Food For Thought: Cells Dine On Their Own Brains To Stay Fit And Trim

Food For Thought: Cells Dine On Their Own Brains To Stay Fit And Trim

Eating your own brain may not sound like a sensible approach to prolonging your life, but researchers at the University of Rochester have discovered that some single-celled organisms essentially do just that to keep themselves healthy. The findings are published in this month's issue of Molecular Biology of the Cell.

David Goldfarb, professor of biology at the University of Rochester, studied the yeast Saccharomyces cerevisiae and found that contrary to what biologists have believed, the cell would "eat" its own nucleus to rid itself of aged or damaged sections. Though it's long been known that cells frequently break down and recycle various cell parts in a process called autophagy (after the Greek for "self-eating"), biologists thought that eating the nucleus was strictly off-limits. The nucleus, after all, is sort of the control center of the cell, and where the cell stores its most precious possessions such as its DNA. Eating it would be a bit like lunching on your own brain.
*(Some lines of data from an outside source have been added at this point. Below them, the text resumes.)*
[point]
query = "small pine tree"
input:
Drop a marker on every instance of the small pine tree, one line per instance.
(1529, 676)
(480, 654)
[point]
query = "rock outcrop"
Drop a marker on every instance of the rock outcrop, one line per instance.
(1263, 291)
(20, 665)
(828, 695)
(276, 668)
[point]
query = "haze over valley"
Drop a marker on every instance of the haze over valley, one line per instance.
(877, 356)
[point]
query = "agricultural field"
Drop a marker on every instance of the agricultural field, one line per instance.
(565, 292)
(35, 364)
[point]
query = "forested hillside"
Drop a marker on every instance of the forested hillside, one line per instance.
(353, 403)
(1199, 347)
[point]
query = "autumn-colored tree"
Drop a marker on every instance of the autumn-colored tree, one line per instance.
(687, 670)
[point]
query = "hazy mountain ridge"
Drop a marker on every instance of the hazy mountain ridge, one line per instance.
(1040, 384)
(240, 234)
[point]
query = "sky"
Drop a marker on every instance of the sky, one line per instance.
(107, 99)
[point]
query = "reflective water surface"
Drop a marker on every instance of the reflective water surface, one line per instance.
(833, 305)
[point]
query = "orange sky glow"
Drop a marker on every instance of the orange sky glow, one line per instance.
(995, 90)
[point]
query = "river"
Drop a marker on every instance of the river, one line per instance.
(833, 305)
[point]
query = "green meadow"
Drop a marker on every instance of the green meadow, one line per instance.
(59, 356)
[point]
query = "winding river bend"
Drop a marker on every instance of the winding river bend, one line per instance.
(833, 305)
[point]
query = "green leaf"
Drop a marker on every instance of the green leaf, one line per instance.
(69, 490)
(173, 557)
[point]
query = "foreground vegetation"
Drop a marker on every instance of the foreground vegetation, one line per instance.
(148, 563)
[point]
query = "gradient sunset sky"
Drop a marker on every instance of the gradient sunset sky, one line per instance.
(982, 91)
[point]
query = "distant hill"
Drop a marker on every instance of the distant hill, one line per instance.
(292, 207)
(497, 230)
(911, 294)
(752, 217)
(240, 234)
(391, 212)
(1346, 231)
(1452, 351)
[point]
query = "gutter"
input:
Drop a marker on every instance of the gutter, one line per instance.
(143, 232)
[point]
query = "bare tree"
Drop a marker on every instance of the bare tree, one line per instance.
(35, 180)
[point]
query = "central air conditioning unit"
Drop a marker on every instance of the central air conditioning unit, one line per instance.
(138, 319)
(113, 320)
Goldfarb, however, found that the yeast can eat its nucleus by taking it apart piece by piece, removing non-essential bits and leaving behind the essential components such as the chromosomes.

"In human society, the business of collecting and recycling garbage isn't a very glamorous enterprise, but in the less prestige-oriented world of cells, it's invaluable," says Goldfarb. "We now know just how critical this process is, since a unique and elegant autophagic mechanism evolved to allow the piecemeal degradation of an otherwise essential organelle."

Autophagy is really a family of related processes that identify and deliver useful organic molecules, called macromolecules, to the cell's lysozymes or vacuoles. Lysozymes and vacuoles are much like our own stomachs, filled with acid and hydrolytic enzymes capable of reducing macromolecules to their minimal parts. These parts are then shuttled where they are used either to stoke the metabolic fires or as building materials for new macromolecules. The only part of the cell thought to escape this fate is the nucleus, which is as essential to a cell as our brains are to us. Biologists had always thought that taking a bite out of the nucleus would effectively end a cell's life.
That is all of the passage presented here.